The book is set up a bit like Liane Moriarty’s “Big Little Lies” in that we start at the end, where we learn that a gender reveal firework has burned down a house and scorched land. In turn, at the start of different sections of the book, we get snippets of interviews of the four main characters to hear what happened. The majority of the book takes place on the day of Nicki’s baby shower, which Charlotte is throwing, with occasional flashbacks to help us understand where some of the tension in the friend group comes from.
Lauren is suffering as a mother. She’s exhausted, she doesn’t feel supported by her husband, and her child will. Not. Sleep. Nicki is very pregnant and very uncomfortable, and isn’t super keen on the baby shower but going along with it. Charlotte has thrown her soul into throwing the shower, possibly as a way to distract from her own fertility issues. Steffi has just launched her own tiny book agency and is representing an author who is about to make it big. The shower is a bit inconvenient for her as she’d rather be working, but she shows up anyway.
Most of the characters are so well developed, but I knew pretty early on that the author was a mother, because the one character (Steffi) who does not have and does not want children is the least developed. She does get some inner thoughts that resonate – the fact that when it’s something like a wedding or baby shower everyone shows up, but when it’s something like an amazing work accomplishment no one really cares as much even if that’s what is as important to her. Her friends do think she’s a bit selfish, and not capable of caring, which is what childfree folks hear literally all the time.
And I did appreciate the author had at least one of the people who want kids comment snarkily about how no one cares that Steffi is childfree, so she should shut up about it. Which, as someone who is not having kids I can assure you is not the case.

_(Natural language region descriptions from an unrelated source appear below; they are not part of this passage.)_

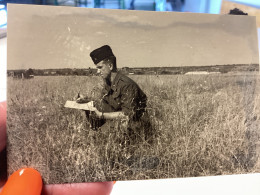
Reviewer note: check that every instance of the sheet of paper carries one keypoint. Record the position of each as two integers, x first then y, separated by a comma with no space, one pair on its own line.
75,105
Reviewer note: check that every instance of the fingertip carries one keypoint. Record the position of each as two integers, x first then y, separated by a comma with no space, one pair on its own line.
24,181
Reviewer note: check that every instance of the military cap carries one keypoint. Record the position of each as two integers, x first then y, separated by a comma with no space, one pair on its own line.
101,53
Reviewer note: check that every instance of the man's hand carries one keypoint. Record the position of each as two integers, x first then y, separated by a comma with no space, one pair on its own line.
102,188
97,112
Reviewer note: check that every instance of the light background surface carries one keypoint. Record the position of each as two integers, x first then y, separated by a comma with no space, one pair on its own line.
63,37
235,184
225,185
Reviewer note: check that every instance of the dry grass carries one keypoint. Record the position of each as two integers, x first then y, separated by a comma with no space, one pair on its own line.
203,125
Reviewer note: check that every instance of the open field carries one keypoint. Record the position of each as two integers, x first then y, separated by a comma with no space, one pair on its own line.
203,125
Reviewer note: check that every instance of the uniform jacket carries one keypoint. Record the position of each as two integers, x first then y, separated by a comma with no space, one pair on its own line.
124,95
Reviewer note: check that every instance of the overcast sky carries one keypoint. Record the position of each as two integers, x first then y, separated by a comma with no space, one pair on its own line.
62,37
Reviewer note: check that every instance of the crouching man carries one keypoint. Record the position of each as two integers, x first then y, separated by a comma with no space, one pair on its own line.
122,97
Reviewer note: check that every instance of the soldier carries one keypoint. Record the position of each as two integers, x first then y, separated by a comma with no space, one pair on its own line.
122,97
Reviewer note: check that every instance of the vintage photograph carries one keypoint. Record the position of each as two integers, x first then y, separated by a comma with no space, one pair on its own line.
104,95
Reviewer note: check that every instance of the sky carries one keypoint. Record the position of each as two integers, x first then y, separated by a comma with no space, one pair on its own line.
42,37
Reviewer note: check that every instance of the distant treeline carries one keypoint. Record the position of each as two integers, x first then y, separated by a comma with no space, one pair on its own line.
142,70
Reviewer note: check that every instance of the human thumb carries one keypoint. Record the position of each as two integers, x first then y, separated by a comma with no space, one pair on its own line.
24,181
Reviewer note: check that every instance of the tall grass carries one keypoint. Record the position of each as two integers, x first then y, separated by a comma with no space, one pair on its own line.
202,125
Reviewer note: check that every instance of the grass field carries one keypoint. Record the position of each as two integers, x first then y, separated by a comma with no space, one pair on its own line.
203,125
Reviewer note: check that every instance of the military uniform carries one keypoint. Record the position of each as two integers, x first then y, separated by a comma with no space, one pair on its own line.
126,96
122,95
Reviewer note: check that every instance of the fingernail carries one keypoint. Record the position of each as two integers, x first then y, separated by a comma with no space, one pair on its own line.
24,181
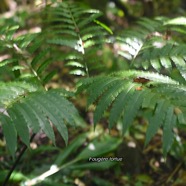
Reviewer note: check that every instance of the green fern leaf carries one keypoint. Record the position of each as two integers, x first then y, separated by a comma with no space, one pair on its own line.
103,84
41,117
119,104
107,99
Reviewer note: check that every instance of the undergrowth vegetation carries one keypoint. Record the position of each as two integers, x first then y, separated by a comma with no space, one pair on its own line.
150,85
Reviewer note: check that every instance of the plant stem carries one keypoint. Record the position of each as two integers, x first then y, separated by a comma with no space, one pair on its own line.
17,161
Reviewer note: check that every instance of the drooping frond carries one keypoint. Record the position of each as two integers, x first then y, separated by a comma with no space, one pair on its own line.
153,45
24,107
125,93
78,29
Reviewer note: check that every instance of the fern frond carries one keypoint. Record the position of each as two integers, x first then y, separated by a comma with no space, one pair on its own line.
38,110
125,93
73,26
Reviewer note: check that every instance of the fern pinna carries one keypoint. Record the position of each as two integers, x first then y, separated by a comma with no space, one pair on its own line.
78,34
26,104
156,90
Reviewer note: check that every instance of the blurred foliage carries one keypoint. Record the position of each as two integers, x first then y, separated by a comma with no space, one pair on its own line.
44,164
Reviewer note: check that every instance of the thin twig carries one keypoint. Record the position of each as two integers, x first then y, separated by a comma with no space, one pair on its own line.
17,161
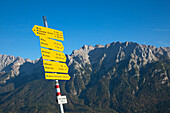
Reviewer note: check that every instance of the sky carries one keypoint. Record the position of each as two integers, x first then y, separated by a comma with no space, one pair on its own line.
83,22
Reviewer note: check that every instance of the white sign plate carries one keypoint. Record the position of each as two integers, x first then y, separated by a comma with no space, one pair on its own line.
62,99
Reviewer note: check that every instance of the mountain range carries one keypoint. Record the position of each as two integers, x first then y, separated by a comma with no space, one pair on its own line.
117,77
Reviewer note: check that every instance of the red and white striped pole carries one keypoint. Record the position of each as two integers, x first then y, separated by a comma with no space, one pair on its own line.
57,87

We hear endlessly about parents, and hear from mothers that our concerns about the support we get in life is irrelevant. It’s shitty, because despite the declining birth rate and the utter lack of support for mothers, society still doesn’t seem to know what to do with us. I was saying to a friend that I would have loved this book even more if perhaps Bourne had collaborated with someone who is childfree to further develop Steffi’s character.
With all that said, I still really loved this book, and am recommending it to others I know because I do think it captures much of what my friends with children have shared with me about their experiences over the years.